La production agricole française devrait diminuer de 8 % par rapport à 2025. Ce recul représenterait environ la moitié de celui observé lors de la canicule de 2003, quand la valeur ajoutée du secteur agricole avait chuté d’environ 15 %.
La production de maïs attendue en baisse de 35 %
Le maïs figure parmi les cultures les plus touchées, avec une production attendue en baisse de 35 % sur un an.
Dans les prairies, la pousse cumulée de l’herbe était inférieure d’un tiers à la normale au 10 août. Cette situation réduit les quantités de fourrage disponibles pour nourrir les animaux et risque d’augmenter les charges des éleveurs.

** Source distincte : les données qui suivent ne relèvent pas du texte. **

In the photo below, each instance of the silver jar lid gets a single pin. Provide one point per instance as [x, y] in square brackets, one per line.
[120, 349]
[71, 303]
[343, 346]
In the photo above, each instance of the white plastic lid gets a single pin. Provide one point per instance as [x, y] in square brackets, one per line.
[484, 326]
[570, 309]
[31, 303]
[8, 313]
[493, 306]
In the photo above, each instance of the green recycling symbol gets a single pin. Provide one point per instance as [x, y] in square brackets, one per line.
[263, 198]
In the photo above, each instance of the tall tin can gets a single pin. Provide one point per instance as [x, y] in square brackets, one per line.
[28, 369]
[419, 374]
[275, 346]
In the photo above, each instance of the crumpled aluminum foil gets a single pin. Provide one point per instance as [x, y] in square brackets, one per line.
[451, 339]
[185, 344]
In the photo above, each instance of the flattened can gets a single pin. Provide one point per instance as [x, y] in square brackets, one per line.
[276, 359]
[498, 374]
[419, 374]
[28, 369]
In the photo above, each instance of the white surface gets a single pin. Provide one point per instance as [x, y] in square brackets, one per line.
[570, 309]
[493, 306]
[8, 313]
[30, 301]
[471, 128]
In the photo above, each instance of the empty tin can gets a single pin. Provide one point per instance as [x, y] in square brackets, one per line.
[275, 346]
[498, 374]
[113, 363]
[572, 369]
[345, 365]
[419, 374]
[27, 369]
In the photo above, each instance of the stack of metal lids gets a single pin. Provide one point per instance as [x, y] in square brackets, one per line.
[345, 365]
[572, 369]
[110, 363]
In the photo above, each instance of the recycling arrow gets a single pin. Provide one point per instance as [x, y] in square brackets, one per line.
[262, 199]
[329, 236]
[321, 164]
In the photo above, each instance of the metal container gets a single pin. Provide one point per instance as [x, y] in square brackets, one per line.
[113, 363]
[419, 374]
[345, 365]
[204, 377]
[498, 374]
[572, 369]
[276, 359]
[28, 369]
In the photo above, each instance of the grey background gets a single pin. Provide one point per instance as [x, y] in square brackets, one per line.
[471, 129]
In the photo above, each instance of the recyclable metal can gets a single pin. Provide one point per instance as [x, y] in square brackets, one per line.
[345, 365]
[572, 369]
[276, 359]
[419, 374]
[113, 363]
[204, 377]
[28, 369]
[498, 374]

Les agriculteurs subissent également les conséquences du conflit au Moyen-Orient. La hausse du prix du gaz renchérit la fabrication des engrais azotés, tandis que les perturbations du commerce international compliquent leur approvisionnement.
Les fortes chaleurs ont aussi affecté d’autres secteurs de manière localisée. Leur influence sur l’ensemble de l’économie devrait cependant rester plus limitée, estime Bercy.
« Les données conjoncturelles disponibles ne font pas apparaître, à ce stade, de décrochage généralisé de l’activité », a précisé le ministère.
La ministre de la Transition écologique, Monique Barbut, avait évalué mi-août les coûts directs et indirects des canicules de l’été entre 10 et 15 milliards d’euros. Cette estimation plus large comprend notamment leurs conséquences sanitaires, économiques et matérielles.
Une économie proche de la stagnation
L’impact climatique intervient dans une économie française déjà fragilisée. Le PIB a reculé de 0,2 % au premier trimestre avant de rester stable au deuxième, d’après les résultats détaillés publiés vendredi par l’Insee.
L’Institut avait initialement estimé la croissance du deuxième trimestre à 0,2 %. Cette révision à la baisse s’explique notamment par une production agricole plus dégradée qu’anticipé.
Le ministre de l’Économie, Roland Lescure, avait présenté ces données comme « le premier impact concret de l’été horrible » traversé par la France, évoquant des récoltes « extrêmement difficiles » dans plusieurs secteurs et régions.